By supplying the output voltage of the DC-DC converter 2 and increasing the light amount of the LED, the collector current of the phototransistor PT increases and the charging voltage Va of the capacitor C8 rises. When this voltage reaches the Zener voltage of the Zener diode ZD, a base current flows in Q1, which lowers the base potential of Q2 and turns on Q2. As a result, the "H" level is output to the load circuit 3 as a signal indicating the power supply state (t _{0 to} t _{1 in} FIG. 2).

Next, when the power switch SW is turned off or a power failure occurs, the charging voltage of the capacitor C5 varies depending on the timing of the cutoff. However, the charging voltage and voltage of each capacitor provided in the noise filter 1 The charging voltage of C5 formed in the detection circuit 6 is substantially equal. Therefore, the charge of each capacitor of the noise filter 1 is
The LED is immediately turned off without being discharged to the LED via C5. Therefore, in the state detection circuit 5, the capacitor
Since the charge of C8 is discharged quickly through ZD, R4, Q1 and R3, Va drops below the Zener voltage and Q1 and Q2
Turn off. As a result, "L" level is output to the load circuit 3. As shown in FIG. ₂ , since the power supply state signal (4) quickly becomes “L” level at t ₃ after the commercial power is cut off at t ₂ , the load supply voltage falls below the operating margin from this t _3. It can take a long time until t ₄ .

When the commercial power supply is cut off, the electric charge charged in the capacitor C6 flows as a discharge current to the LED via the diode bridges D5 to D8 and R1, but the capacity and charge voltage of the capacitor C6 are low, and the commercial power supply is cut off.
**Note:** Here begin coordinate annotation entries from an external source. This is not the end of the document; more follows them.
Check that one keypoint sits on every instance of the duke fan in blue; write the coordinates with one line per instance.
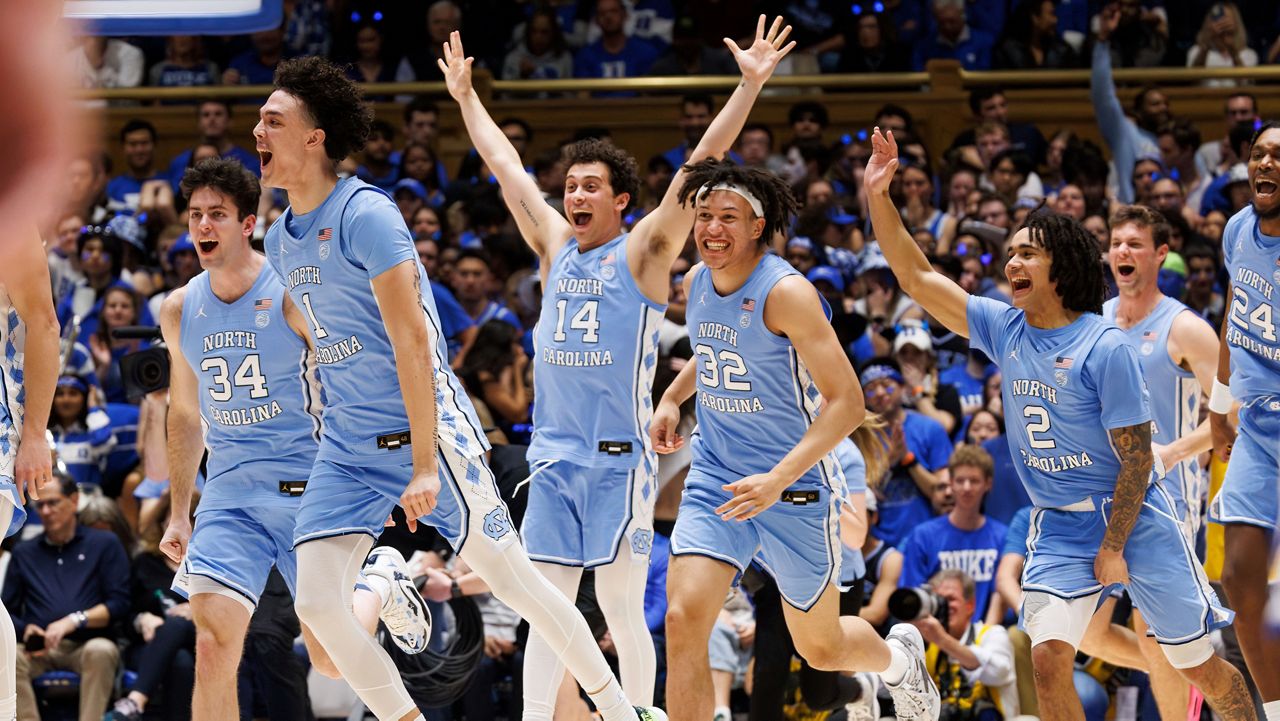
(755, 400)
(1064, 389)
(364, 461)
(260, 410)
(597, 346)
(1251, 491)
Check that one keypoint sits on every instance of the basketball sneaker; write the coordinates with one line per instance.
(403, 610)
(915, 698)
(867, 706)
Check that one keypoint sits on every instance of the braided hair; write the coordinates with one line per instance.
(772, 191)
(1077, 265)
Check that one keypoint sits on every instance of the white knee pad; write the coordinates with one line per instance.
(1051, 617)
(1188, 655)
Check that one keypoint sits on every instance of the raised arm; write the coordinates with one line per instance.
(663, 232)
(937, 293)
(400, 299)
(186, 442)
(28, 286)
(543, 228)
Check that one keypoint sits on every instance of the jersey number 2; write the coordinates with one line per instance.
(247, 375)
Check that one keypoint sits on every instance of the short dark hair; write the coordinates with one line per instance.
(383, 129)
(624, 173)
(224, 177)
(334, 103)
(420, 104)
(809, 108)
(1142, 217)
(1252, 97)
(138, 124)
(773, 192)
(1077, 264)
(703, 99)
(982, 94)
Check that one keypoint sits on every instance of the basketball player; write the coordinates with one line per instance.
(590, 502)
(243, 384)
(763, 483)
(1074, 392)
(1248, 505)
(1178, 355)
(350, 265)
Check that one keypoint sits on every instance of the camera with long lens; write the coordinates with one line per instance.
(917, 603)
(142, 372)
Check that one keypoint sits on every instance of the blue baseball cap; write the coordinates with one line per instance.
(828, 274)
(411, 186)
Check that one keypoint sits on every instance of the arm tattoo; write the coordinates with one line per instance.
(529, 211)
(1133, 445)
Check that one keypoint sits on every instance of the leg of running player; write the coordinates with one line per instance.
(620, 591)
(513, 580)
(1169, 687)
(1055, 665)
(1224, 689)
(831, 642)
(1111, 642)
(1247, 558)
(695, 593)
(543, 669)
(365, 605)
(220, 628)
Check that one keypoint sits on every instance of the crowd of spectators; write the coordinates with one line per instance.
(947, 509)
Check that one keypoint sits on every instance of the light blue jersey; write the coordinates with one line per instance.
(1175, 398)
(1063, 391)
(1253, 264)
(597, 347)
(755, 397)
(259, 395)
(328, 259)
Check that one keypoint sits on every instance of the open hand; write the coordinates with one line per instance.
(456, 67)
(759, 60)
(882, 164)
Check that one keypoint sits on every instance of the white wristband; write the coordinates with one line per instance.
(1220, 398)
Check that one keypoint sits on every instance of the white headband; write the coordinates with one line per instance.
(735, 188)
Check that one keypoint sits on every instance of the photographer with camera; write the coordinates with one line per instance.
(970, 662)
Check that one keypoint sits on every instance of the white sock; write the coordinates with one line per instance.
(612, 703)
(899, 664)
(378, 584)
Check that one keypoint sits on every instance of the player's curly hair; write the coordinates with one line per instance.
(624, 172)
(336, 104)
(225, 177)
(1077, 264)
(775, 194)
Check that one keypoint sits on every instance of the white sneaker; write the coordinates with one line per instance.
(915, 698)
(867, 707)
(650, 713)
(403, 611)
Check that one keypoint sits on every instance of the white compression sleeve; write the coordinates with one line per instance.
(327, 573)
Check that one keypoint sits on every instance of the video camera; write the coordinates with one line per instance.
(915, 603)
(144, 372)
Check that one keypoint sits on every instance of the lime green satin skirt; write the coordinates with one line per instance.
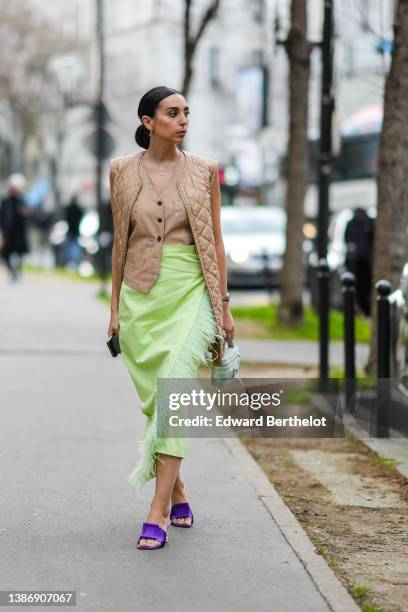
(165, 333)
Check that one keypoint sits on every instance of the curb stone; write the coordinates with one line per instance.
(329, 586)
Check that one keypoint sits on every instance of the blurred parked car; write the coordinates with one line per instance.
(255, 240)
(68, 253)
(336, 257)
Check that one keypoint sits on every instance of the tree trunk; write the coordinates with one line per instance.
(292, 278)
(191, 42)
(390, 229)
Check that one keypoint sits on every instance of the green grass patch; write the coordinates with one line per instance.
(62, 272)
(359, 591)
(308, 330)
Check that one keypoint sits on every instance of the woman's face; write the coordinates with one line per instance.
(171, 119)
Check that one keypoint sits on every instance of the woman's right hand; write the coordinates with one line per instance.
(114, 324)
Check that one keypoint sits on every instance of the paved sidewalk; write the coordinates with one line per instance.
(69, 520)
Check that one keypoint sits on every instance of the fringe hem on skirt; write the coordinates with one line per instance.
(193, 353)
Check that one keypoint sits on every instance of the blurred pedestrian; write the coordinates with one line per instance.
(13, 224)
(359, 238)
(73, 216)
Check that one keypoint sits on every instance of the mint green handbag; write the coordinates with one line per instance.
(221, 375)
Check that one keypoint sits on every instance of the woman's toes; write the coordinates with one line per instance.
(148, 542)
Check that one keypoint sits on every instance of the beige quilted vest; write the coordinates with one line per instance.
(194, 187)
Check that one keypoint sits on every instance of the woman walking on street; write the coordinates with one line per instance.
(170, 305)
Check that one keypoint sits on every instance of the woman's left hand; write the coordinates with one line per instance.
(229, 326)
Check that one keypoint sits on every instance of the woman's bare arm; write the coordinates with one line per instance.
(115, 294)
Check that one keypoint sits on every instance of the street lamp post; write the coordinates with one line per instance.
(327, 104)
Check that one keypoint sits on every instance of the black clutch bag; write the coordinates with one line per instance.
(113, 345)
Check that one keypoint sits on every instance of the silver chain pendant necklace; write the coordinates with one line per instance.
(161, 173)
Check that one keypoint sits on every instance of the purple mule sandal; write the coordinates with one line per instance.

Since it is discharged immediately afterwards, there is no delay in turning off the LED. After the capacitor C6 has been discharged, the charge stored in the capacitor C5 flows to the LED as a discharge current, but the capacitor C5 has a small capacity to limit the current flowing to the LED. C
Since the discharge times of 3 and C4 are the same, the current flowing through the LED due to the discharge of the capacitor C5 is minute. Therefore, the LED does not light up due to the discharge of the capacitor C5.
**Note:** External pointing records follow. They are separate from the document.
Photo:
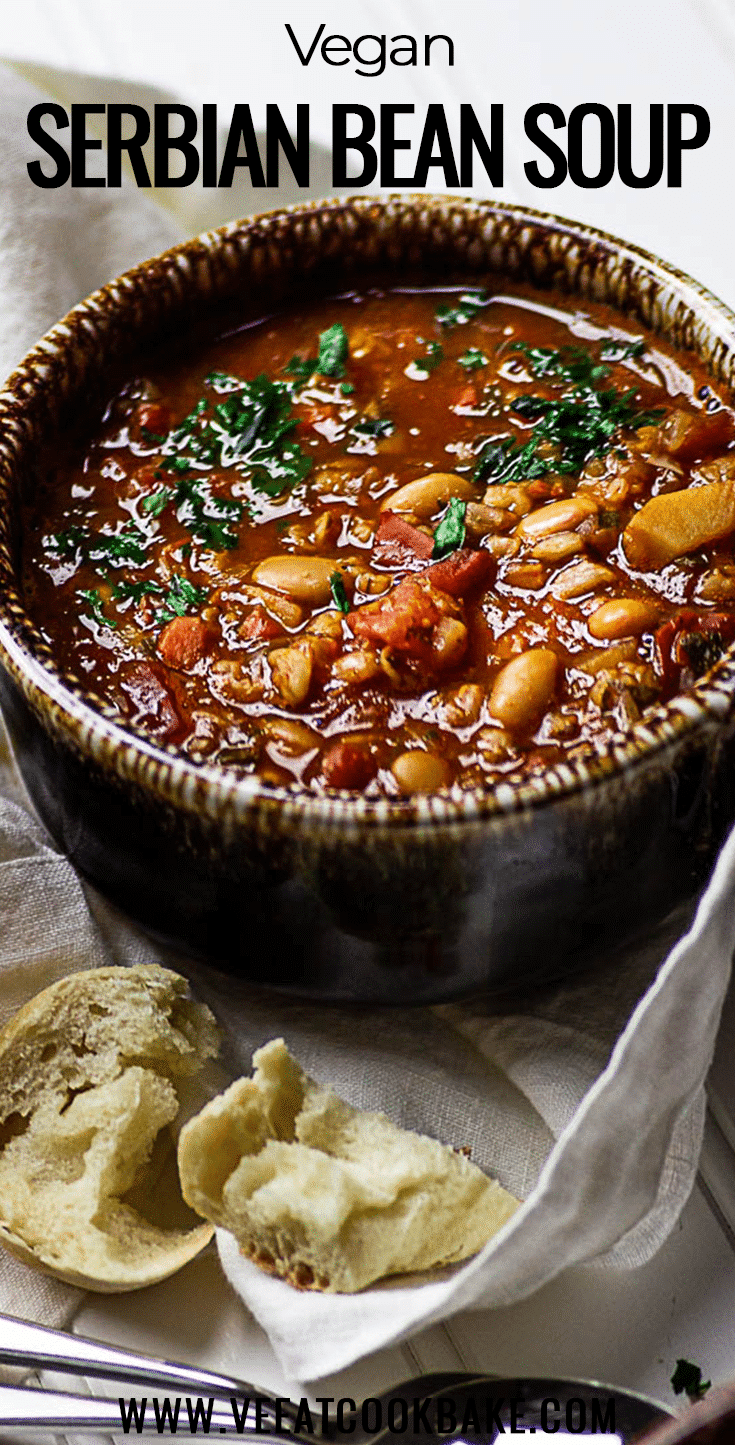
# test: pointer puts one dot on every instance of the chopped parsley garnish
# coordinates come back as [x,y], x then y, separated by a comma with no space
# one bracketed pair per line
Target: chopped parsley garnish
[113,548]
[301,367]
[127,588]
[181,598]
[68,544]
[96,607]
[338,593]
[509,461]
[688,1380]
[373,426]
[451,531]
[208,518]
[334,350]
[472,359]
[464,309]
[572,426]
[251,431]
[702,650]
[432,359]
[153,505]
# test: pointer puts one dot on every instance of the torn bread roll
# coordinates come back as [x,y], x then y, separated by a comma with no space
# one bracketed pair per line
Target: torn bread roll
[91,1075]
[325,1195]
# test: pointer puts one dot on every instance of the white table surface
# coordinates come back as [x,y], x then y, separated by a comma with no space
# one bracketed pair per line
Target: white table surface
[627,1328]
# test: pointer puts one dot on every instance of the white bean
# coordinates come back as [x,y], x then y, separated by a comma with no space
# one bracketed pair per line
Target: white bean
[556,516]
[425,496]
[303,578]
[418,772]
[524,688]
[624,617]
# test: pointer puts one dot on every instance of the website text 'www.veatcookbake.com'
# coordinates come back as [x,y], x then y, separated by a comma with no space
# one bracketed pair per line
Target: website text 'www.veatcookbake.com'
[485,1418]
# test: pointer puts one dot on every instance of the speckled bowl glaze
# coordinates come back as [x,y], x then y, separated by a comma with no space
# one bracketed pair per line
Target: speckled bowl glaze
[342,898]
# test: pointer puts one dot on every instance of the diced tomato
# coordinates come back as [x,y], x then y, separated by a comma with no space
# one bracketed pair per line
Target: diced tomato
[259,626]
[670,655]
[461,572]
[184,642]
[399,544]
[405,619]
[688,435]
[347,765]
[153,701]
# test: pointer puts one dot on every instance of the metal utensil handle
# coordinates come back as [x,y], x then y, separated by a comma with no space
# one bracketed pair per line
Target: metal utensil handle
[26,1412]
[42,1348]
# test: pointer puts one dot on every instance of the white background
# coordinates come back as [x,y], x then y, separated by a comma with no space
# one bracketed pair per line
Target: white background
[516,54]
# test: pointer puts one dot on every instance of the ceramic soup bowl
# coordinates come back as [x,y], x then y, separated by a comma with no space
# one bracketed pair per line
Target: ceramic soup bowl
[344,898]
The embodiment is an example in which a rectifier circuit using a diode bridge and a single LED are used for the voltage detection circuit, but by connecting two light emitting diodes LED1 and LED2 in parallel in opposite polarities as shown in FIG. It can be used similarly.

(G) Effect of the Invention As described above, according to the present invention, even in the case where the noise filter including the capacitor is provided between the input lines of the commercial power source, the cutoff state of the commercial power source can be detected within the end time. Therefore, it is possible to secure a long time until the output voltage of the power supply circuit falls below the operation margin voltage of the load circuit, and during that time, it is possible to perform a series of processes necessary for the end of operation or power failure.

[Brief description of drawings]

FIG. 1 is a circuit diagram of a power supply state detecting device according to an embodiment of the present invention, FIG. 2 is a diagram showing timings and waveforms of respective parts shown in FIG. 1, and FIG. 3 is a circuit according to another embodiment. FIG. 4 is a circuit diagram of a conventional power supply state detecting device, and FIG. 5 is a diagram showing timings and waveforms of respective parts in FIG. 1-noise filter, 4-photo coupler, 5-state detection circuit, 6-voltage detection circuit, C1-C4-noise filter capacitor, C5-capacitor, LED-light emitting diode.

Claims (1)

[Claims] 1. A noise filter including a capacitor is provided between input lines of a commercial power supply, and a voltage detection circuit including a light emitting diode of a photocoupler is connected in parallel with the noise filter between the power supply input lines. In a power supply state detection device including a detection circuit that detects a power supply state based on an output signal, the voltage detection circuit includes a light emitting diode of the photocoupler with a capacitance sufficiently smaller than at least a capacitor of the noise filter. A power supply state detection device characterized in that capacitors are connected in series.